I've used doxygen with great results a la doc book. There is a section at the beginning of each file , @file, where you can put the usage examples, general documentation, rationales, etc. Most people think of doxygen as only the tags after each function... With a bit of patch and perl processing, it's used at Bloomberg to generate all the documentation, and it works great (when the documentation is well- written). There can be a few glitches, but the doc always reflects the actual code, and it makes editing the doc so much easier. However when it is unfinished, it is not pretty. That is perhaps the greatest disadvantage. -- Hervé Brönnimann hervebronnimann@mac.com On Mar 9, 2007, at 4:29 AM, Paul A Bristow wrote:
-----Original Message----- From: boost-bounces@lists.boost.org [mailto:boost-bounces@lists.boost.org] On Behalf Of Gennadiy Rozental Sent: 08 March 2007 20:15 To: boost@lists.boost.org Subject: Re: [boost] Copy editing documentation
"Nava Whiteford" <nwhiteford@tchpc.tcd.ie> wrote in message news:Pine.LNX.4.44.0703081732010.24682-100000@vual.tchpc.tcd.ie...

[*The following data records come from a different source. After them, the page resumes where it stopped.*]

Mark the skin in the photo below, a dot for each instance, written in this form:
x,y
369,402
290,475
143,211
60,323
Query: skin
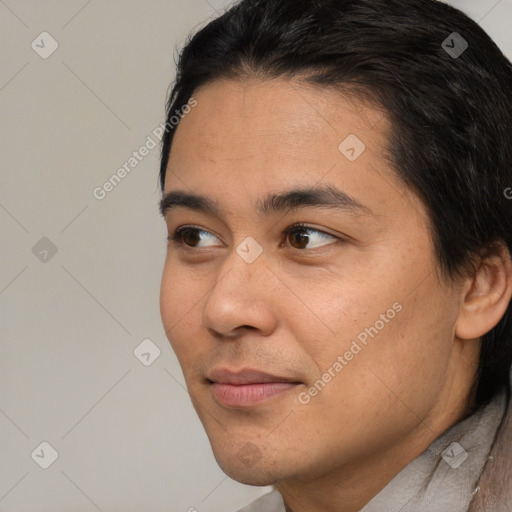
x,y
295,309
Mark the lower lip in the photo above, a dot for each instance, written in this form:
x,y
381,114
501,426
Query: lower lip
x,y
249,394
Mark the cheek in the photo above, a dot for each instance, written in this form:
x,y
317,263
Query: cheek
x,y
180,303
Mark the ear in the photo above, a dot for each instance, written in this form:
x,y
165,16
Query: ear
x,y
486,295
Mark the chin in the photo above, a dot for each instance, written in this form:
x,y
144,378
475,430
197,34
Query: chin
x,y
247,466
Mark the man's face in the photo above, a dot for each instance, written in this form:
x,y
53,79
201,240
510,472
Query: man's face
x,y
334,344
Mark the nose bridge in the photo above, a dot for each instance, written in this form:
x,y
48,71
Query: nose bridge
x,y
241,269
239,296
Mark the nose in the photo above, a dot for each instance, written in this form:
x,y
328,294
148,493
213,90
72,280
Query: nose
x,y
240,299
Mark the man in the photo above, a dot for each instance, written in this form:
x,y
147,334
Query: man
x,y
338,278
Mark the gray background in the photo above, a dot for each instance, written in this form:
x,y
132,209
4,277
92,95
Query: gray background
x,y
126,434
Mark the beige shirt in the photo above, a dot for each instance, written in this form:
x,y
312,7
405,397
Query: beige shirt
x,y
444,478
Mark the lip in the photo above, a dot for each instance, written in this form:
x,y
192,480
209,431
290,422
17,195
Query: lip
x,y
248,387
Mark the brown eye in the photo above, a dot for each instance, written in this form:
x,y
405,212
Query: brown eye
x,y
189,236
300,236
298,240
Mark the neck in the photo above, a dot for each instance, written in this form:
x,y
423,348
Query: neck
x,y
349,488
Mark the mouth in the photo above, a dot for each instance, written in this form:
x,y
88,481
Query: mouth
x,y
248,387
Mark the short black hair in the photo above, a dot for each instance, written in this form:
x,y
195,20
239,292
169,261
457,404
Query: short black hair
x,y
443,83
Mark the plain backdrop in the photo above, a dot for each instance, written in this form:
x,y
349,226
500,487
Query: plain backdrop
x,y
80,276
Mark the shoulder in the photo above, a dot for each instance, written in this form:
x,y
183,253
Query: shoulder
x,y
272,502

I'd be interested in hearing your views. As an aside could the class documentation not be generated directly from the source using something like Doxygen?
I personally don't like docs produced using Doxygen (or similar). They still require considerable effort and in most cases look like reference rather than users guide/tutorial.
Strongly agree - OK for reference but using Doxygen usually deludes the programmer that he has done all he needs to - so there is no "How to /How do I ..." content. Most people 'get it' much for quickly from examples - and only occasionally need reference info.